Manager, GRC Engineering

About Workstreet

At Workstreet, we’re on an exciting journey to help businesses scale securely by building and implementing cutting-edge security and compliance programs. As a fast-growing startup, we specialize in compliance frameworks like SOC 2, ISO 27001, and GDPR, empowering companies to meet regulatory standards and strengthen their cybersecurity posture from day one. We’ve partnered with Vanta, which has significantly driven our business and contributed to our growth!

We are seeking a Manager, GRC Engineering who is highly motivated, detail-oriented, and experienced in leading cybersecurity compliance initiatives. The ideal candidate will have a solid background in frameworks such as SOC 2, ISO 27001, and NIST CSF, along with strong communication skills and the ability to manage multiple cybersecurity compliance projects simultaneously.

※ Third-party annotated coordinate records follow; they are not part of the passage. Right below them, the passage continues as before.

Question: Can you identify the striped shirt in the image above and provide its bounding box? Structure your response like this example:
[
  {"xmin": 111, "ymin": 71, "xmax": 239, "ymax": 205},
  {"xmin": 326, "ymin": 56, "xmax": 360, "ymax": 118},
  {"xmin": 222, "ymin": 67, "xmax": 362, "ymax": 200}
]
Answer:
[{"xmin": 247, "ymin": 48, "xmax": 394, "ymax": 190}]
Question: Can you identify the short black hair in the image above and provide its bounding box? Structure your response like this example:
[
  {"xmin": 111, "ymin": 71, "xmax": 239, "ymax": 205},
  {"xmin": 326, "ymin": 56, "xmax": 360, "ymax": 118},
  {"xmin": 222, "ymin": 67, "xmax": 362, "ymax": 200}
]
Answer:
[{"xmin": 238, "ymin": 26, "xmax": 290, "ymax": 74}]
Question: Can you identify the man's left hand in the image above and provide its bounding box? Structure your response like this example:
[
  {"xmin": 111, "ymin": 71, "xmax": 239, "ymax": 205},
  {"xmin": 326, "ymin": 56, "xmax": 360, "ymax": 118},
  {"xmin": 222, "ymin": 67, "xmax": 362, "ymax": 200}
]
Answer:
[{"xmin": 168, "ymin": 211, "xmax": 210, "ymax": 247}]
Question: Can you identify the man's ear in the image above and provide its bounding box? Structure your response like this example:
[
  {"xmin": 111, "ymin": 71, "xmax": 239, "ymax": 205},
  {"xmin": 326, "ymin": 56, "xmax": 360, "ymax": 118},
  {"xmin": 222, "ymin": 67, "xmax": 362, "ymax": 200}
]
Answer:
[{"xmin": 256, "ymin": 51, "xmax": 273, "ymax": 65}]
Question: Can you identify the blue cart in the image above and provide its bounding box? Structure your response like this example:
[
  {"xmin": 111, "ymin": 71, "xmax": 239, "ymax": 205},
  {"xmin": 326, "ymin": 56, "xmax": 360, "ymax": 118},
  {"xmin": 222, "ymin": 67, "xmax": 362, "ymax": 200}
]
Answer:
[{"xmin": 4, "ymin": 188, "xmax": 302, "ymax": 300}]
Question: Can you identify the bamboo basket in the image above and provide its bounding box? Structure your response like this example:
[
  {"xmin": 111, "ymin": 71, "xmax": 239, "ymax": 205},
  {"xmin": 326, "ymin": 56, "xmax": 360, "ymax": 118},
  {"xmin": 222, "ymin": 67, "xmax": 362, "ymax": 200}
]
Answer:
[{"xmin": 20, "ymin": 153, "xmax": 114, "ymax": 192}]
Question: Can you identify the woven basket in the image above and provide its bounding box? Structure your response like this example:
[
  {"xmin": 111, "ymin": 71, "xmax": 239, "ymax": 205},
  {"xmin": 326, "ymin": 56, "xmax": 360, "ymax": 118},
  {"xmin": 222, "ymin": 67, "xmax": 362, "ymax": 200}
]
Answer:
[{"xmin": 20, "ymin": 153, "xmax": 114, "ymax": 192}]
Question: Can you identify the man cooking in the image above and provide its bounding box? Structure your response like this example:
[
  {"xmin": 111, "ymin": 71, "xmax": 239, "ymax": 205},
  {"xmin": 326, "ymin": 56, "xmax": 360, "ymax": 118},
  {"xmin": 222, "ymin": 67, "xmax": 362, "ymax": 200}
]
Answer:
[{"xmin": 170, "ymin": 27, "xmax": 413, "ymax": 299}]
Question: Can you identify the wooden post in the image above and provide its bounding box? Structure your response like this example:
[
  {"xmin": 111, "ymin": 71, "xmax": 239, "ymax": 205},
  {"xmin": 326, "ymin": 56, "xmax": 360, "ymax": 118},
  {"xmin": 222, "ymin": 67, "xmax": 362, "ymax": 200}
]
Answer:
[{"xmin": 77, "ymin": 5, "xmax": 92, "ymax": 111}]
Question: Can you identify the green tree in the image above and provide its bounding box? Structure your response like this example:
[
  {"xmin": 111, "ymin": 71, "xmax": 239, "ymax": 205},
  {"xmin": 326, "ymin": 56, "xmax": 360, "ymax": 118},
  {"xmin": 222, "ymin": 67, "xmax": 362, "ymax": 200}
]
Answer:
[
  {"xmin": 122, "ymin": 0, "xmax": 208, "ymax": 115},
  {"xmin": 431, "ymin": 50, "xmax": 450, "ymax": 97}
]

As part of our GRC leadership team, you will manage compliance programs, oversee client engagements, and ensure adherence to industry standards such as SOC 2, ISO 27001, HIPAA, and PCI DSS. This role also involves leading a small team of analysts, providing strategic direction, and ensuring the consistent delivery of high-quality compliance outcomes for Workstreet’s clients.

• Develop and Maintain Compliance Frameworks: Create, update, and align compliance policies, procedures, and technical controls with SOC 2 (Type 1 & 2), ISO 27001, HIPAA, and PCI DSS standards.
• Lead Compliance Certifications: Oversee and execute SOC 2 and ISO 27001 implementation and certification projects across multi-cloud environments (AWS, GCP, Azure).
• Conduct Risk and Security Audits: Perform regular risk assessments and audits to identify vulnerabilities and enhance overall security posture.
• Manage Compliance Team: Lead a team of 3–5 analysts through coaching, mentorship, and performance management to ensure quality and accountability.
• Collaborate Cross-Functionally: Partner with internal teams and clients to embed security and compliance best practices and resolve compliance escalations.
• Monitor Regulatory Developments: Stay informed on evolving regulations and frameworks to maintain the relevance and accuracy of compliance controls.
• Leverage Compliance Automation Tools: Utilize platforms such as Drata, Vanta, and SecureFrame to track compliance metrics and ensure continuous audit readiness.

• Bachelor’s degree in Information Technology, Cybersecurity, or a related field.
• 5+ years of experience managing a team.
• Proven experience in managing compliance programs and familiarity with SOC 2 and ISO 27001 frameworks.
• Strong knowledge of technical control implementation in cloud platforms such as AWS, GCP, and Azure.
• Excellent written and verbal communication skills in English.
• Ability to work independently with a strong sense of initiative.
• Must be amenable to working US Time zone hours.

• Relevant certifications (e.g., CISA, CISSP, CISM).
• Consulting experience
• Familiarity with other compliance frameworks and regulations (e.g., HiTRUST, PCI DSS, NIST, GDPR, HIPAA).